🤖 AI Summary
Existing jailbreak attacks predominantly target single-turn prompts, overlooking the critical influence of dialogue history on large language model (LLM) security. This paper introduces Dialogue Injection Attack (DIA), a novel black-box jailbreaking paradigm that systematically reveals and exploits historical context to significantly enhance attack success rates. DIA comprises two construction strategies—prefill adaptation and delayed response—enabled by chat template reverse-engineering, prefill transfer, and response timing modeling. Evaluated on state-of-the-art models including Llama-3.1 and GPT-4o, DIA achieves new SOTA success rates and bypasses five representative safety mechanisms. By transcending the limitations of single-turn attacks, DIA provides both empirical evidence and conceptual insight for advancing LLM security evaluation and robust defense design.
📝 Abstract
Large language models (LLMs) have demonstrated significant utility in a wide range of applications; however, their deployment is plagued by security vulnerabilities, notably jailbreak attacks.
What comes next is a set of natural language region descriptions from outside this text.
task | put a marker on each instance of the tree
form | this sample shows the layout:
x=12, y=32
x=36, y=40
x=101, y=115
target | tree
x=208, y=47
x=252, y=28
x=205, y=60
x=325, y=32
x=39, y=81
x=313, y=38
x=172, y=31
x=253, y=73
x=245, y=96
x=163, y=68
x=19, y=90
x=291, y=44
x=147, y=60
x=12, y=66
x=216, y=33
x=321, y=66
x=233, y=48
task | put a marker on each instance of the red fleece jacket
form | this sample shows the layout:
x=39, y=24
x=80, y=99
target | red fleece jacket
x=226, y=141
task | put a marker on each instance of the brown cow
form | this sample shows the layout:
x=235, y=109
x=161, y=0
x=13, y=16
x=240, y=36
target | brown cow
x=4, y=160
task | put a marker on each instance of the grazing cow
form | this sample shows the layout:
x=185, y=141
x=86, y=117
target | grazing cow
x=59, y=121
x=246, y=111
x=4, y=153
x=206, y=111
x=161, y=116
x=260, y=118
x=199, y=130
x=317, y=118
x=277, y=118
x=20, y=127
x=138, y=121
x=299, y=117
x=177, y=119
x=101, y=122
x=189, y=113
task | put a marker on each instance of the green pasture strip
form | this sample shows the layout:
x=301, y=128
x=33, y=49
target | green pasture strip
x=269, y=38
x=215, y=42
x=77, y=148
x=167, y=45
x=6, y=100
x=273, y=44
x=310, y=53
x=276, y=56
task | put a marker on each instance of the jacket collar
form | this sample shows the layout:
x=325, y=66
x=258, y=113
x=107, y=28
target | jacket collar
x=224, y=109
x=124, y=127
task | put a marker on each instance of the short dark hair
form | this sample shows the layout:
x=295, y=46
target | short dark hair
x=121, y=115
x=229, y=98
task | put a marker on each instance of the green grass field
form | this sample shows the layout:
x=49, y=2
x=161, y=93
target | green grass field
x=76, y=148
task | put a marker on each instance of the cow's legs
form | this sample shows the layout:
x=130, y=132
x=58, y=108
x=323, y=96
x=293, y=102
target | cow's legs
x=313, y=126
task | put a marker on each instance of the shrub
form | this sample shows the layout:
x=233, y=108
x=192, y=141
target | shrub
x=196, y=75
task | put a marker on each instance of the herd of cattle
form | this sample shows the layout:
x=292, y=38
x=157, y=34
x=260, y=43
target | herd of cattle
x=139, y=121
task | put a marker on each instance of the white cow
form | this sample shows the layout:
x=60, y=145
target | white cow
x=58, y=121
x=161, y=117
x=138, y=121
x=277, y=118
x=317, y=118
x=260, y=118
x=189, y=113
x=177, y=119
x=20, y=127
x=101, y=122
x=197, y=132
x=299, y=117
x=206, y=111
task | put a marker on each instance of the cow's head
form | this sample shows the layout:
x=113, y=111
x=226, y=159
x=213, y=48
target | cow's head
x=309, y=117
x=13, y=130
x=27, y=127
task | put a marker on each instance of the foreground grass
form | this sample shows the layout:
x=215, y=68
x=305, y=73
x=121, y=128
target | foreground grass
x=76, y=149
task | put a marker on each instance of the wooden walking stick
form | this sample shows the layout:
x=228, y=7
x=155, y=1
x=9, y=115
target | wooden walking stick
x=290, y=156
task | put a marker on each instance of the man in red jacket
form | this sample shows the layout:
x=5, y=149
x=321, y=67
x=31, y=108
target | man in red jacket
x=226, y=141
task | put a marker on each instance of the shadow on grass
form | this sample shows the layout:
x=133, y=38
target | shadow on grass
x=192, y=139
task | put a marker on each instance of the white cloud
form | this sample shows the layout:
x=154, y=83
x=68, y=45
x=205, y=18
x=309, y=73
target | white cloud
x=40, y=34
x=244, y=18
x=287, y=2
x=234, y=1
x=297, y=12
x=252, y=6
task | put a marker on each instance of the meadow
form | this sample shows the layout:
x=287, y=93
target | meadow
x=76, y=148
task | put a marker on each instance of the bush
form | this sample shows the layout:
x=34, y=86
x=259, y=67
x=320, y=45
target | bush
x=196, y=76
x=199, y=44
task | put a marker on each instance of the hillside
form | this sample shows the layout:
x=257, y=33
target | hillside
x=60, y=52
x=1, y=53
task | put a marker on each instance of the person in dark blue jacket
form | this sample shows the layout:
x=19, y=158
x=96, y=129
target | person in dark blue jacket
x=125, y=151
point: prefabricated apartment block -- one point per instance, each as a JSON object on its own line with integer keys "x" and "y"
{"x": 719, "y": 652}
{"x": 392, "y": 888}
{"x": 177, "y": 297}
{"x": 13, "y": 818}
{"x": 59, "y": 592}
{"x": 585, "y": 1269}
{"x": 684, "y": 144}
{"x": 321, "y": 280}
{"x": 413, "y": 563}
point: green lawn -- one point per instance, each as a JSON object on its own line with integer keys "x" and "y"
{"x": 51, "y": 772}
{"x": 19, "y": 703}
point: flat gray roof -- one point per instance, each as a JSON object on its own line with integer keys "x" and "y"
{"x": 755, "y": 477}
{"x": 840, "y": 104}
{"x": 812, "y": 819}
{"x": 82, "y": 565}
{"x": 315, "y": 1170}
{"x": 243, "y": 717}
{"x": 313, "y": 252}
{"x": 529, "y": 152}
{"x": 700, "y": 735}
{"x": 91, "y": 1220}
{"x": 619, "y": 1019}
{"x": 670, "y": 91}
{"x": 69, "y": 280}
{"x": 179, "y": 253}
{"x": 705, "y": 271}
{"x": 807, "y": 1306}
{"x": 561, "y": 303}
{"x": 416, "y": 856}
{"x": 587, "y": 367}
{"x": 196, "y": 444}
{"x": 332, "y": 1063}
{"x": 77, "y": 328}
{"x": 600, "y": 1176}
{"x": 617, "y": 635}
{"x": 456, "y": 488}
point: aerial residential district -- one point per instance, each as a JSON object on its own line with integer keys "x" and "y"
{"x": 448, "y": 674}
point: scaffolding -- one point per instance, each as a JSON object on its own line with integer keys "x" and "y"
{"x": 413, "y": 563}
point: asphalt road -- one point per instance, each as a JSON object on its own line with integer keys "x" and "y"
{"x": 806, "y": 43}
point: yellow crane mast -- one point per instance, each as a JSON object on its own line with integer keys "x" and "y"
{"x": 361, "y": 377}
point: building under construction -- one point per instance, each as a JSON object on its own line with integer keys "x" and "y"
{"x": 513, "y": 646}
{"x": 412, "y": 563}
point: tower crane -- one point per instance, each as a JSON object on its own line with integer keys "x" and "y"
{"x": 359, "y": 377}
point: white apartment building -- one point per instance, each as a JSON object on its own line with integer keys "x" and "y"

These attacks manipulate LLMs to generate harmful or unethical content by crafting adversarial prompts. While much of the current research on jailbreak attacks has focused on single-turn interactions, it has largely overlooked the impact of historical dialogues on model behavior. In this paper, we introduce a novel jailbreak paradigm, Dialogue Injection Attack (DIA), which leverages the dialogue history to enhance the success rates of such attacks. DIA operates in a black-box setting, requiring only access to the chat API or knowledge of the LLM's chat template. We propose two methods for constructing adversarial historical dialogues: one adapts gray-box prefilling attacks, and the other exploits deferred responses. Our experiments show that DIA achieves state-of-the-art attack success rates on recent LLMs, including Llama-3.1 and GPT-4o. Additionally, we demonstrate that DIA can bypass 5 different defense mechanisms, highlighting its robustness and effectiveness.